More than 60 percent of last year’s graduates already took one or more online courses, but administrators and college trustees want all students to be well versed in independent research and discovery — skills that employers demand, they say — and feel that online education is one way to accomplish that.”: Making Online Learning Mandatory :: Inside Higher Ed :: Higher Education’s Source for News, and Views and Jobs
What I found interesting is that instead of citing the usual worn-out and done-to-death-cliched reasons for implementing eLearning, the next paragraph says:
“Businesses are moving toward online training, and students have to learn to be self-motivated,” said Linda Carr, chief learning officer at the college. “In the workplace, you are responsible for doing what you need to do on your own time.”

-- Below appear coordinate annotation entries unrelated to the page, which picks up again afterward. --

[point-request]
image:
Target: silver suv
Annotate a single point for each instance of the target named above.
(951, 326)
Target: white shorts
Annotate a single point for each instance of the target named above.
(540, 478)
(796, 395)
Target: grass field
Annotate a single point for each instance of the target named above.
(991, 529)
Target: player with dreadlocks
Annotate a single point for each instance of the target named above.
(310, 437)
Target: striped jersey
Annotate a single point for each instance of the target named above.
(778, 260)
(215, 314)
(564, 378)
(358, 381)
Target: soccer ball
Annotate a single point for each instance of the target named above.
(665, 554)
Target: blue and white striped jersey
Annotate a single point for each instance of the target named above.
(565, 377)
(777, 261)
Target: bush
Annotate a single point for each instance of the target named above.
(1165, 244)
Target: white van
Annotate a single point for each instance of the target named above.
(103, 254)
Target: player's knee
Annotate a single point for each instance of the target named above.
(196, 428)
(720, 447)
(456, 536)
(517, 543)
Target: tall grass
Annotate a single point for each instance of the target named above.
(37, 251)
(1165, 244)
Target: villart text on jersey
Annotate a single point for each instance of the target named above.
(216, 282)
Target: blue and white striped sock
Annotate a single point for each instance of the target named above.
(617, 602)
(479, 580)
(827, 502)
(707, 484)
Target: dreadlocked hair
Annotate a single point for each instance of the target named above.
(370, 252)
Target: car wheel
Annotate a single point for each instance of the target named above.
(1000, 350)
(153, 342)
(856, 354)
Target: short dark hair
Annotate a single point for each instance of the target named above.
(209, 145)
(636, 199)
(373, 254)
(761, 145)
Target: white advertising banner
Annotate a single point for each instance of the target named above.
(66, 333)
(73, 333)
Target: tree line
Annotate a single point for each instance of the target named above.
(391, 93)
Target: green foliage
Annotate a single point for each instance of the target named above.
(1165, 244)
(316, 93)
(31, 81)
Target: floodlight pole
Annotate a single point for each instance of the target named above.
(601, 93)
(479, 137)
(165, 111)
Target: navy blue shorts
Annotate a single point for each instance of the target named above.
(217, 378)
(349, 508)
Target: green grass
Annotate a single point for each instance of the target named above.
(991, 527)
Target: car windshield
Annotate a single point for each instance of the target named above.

The case for eLearning is refreshing. Moving a course to an online format for the benefit of saving money or accessing a larger market, the case becomes more business-specific. Which is interesting because the college recognises that eLearning is more than just another mode of learning. It is almost a life-skill required in the world of work and business.
Will this affect the way courses will be designed? Will interfaces have to evolve to include means and methods of enhancing study-skills for eLearning?